Increasingly, historians of biology are paying attention to the various ‘personal syntheses’ achieved in the early to mid-twentieth century. This period, which has traditionally been viewed as one of synthesis, is becoming one of many syntheses, as we ask how individual evolutionists brought together and negotiated the assorted scientific, conceptual, practical and other resources at their disposal. The present paper explores a case in which these two perspectives intersect.
The synthesis in evolutionary studies, traditionally conceived, amounted to a reconciliation of Darwin’s theory of natural selection with the burgeoning field of Mendelian genetics. In accounts of this synthesis, Ronald Aylmer Fisher (1890-1962) routinely takes centre-stage. His celebrated paper of 1918 represents for many the first successful attempt to mathematically reconcile Darwinism and Mendelism. At other times, historians speak of this theoretical synthesis as the achievement, somewhat paradoxically, of a whole community of researchers. This paper, then, grapples with questions as to the nature of the evolutionary synthesis, and to whom (if anyone) it belonged.

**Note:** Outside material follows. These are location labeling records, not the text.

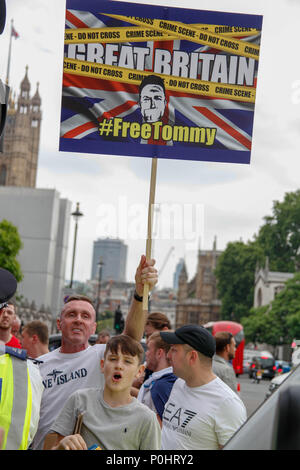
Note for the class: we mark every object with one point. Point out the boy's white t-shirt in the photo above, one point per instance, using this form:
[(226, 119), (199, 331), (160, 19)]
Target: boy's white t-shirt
[(63, 374), (202, 417), (127, 427)]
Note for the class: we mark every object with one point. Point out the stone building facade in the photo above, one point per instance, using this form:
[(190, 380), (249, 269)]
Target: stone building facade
[(18, 162), (197, 300)]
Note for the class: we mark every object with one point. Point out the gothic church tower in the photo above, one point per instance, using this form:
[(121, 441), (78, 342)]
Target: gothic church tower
[(18, 162)]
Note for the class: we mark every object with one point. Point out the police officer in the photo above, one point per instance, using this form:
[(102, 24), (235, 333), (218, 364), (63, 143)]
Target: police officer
[(21, 385)]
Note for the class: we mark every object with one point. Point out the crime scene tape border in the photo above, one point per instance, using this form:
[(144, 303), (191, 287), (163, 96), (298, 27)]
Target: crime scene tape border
[(186, 85), (137, 34), (189, 33)]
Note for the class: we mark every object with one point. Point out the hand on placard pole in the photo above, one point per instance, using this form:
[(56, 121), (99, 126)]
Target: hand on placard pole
[(150, 223)]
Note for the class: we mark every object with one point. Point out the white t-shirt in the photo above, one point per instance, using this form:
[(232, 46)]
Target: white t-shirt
[(62, 375), (37, 391), (127, 427), (201, 417)]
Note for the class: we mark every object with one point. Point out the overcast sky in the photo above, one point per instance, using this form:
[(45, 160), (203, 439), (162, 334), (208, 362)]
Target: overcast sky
[(224, 200)]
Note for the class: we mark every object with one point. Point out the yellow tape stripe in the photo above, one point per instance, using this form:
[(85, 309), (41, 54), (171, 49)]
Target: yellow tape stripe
[(186, 85), (190, 33), (225, 30), (137, 34), (132, 34)]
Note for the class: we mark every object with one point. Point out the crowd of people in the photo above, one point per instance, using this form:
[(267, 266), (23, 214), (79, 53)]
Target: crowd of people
[(179, 395)]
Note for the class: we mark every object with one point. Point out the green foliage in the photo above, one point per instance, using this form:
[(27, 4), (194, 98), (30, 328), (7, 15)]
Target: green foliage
[(278, 323), (235, 276), (279, 240), (10, 245), (279, 237)]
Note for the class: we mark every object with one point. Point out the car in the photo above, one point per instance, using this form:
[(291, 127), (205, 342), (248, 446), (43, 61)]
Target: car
[(278, 379), (282, 366), (275, 424), (264, 363), (246, 366)]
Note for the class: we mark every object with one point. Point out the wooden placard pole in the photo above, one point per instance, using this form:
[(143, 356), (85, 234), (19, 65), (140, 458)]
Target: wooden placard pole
[(150, 224)]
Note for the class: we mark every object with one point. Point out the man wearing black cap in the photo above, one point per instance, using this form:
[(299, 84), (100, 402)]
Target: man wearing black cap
[(202, 411)]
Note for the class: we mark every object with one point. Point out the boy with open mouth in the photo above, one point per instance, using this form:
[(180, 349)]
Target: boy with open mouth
[(112, 418)]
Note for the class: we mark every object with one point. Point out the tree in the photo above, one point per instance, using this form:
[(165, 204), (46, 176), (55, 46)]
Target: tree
[(235, 276), (279, 322), (279, 237), (10, 245)]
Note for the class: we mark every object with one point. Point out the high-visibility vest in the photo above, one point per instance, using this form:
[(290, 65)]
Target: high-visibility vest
[(15, 402)]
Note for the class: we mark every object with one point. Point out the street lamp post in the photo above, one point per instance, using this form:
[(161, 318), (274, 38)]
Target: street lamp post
[(100, 264), (77, 214)]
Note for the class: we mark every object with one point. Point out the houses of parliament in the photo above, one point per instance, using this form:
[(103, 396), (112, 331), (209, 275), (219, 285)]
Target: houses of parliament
[(18, 162)]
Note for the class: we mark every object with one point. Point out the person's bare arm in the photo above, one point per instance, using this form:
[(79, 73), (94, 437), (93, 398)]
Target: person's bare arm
[(55, 441), (135, 321)]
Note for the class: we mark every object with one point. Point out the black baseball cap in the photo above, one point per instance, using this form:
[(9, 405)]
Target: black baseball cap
[(8, 286), (196, 336)]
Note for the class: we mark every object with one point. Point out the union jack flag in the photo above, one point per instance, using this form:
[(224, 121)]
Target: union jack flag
[(87, 101)]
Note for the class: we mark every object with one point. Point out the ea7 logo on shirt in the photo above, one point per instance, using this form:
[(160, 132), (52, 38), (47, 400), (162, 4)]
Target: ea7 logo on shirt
[(57, 377), (177, 418)]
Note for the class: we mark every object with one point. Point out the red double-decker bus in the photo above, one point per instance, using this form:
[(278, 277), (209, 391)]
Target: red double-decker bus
[(237, 331)]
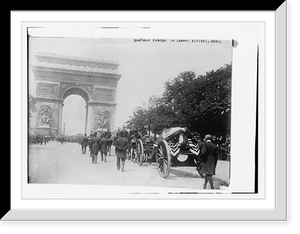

By way of disentangling the above difficulty, and with reference to correspondence and new archival material, this paper follows Fisher through the formative years between his student days on the Mathematical Tripos at Cambridge in the 1910s, and the publication in 1930 of his lastingly influential Genetical Theory of Natural Selection. In particular, I ask: how did Fisher synthesise Darwinian selectionism and Mendelian genetics? From which resources did he gain his knowledge of each? Why did he set himself this synthesising task?